The Trajectory of Cognitive Aging after Experiencing Postoperative Delirium

Contributed by Zachary Kunicki, PhD, Assistant Professor of Psychiatry and Human Behavior, Warren Alpert Medical School of Brown University, Providence, RI, USA; Richard Jones, PhD, Professor of Psychiatry and Human Behavior and Neurology, Warren Alpert Medical School of Brown University, Providence, RI, USA; and Sharon Inouye, MD MPH, Milton and Shirley F. Levy Family Chair and Professor of Medicine, Harvard Medical School and Beth Israel Deaconess Medical Center, Boston, MA, USA

Research question: Is postoperative delirium associated with rates of cognitive aging?

Delirium is a serious condition that frequently affects older adults after surgery.1 There is growing evidence linking delirium to long-term cognitive decline2,3 and dementia,4-7 indicating the need for a better understanding of the relationship between these conditions.
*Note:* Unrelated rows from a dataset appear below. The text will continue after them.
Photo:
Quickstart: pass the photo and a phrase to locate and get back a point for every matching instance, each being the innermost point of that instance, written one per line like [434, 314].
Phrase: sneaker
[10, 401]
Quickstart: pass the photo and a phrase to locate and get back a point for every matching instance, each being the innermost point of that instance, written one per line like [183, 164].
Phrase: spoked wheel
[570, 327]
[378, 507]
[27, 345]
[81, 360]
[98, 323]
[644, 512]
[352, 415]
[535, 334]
Previous research using the Successful Aging after Elective Surgery (SAGES) cohort,14 found that patients with postoperative delirium had lower preoperative cognitive performance, greater immediate impairment, and greater long-term cognitive decline up to 36 months.15 In this study, we further examine SAGES to evaluate the long-term cognitive trajectory up to 72 months (6 years) following postoperative delirium. Our hypothesis was that delirium would be associated with a faster pace of cognitive decline up to 72 months.

Our methods

Participants in this study were N = 560 older adults having major elective surgery with an anticipated length of stay of 3 or more days. We assessed participants for delirium preoperatively and daily postoperatively. Prior to surgery, and at 1, 2, 6, 12, 18, 24, 30, 36, 48, 60, and 72 months after surgery, participants were given a neurocognitive battery of 11 neuropsychological tests. These tests were combined into a single composite score for analysis called the GCP (general cognitive performance), with a population mean of 50 and standard deviation of 10 among community dwelling older adults aged 70 and older.16,17 Over 72 months, the study completed over 13,000 interviews with either patients or a proxy for the patient.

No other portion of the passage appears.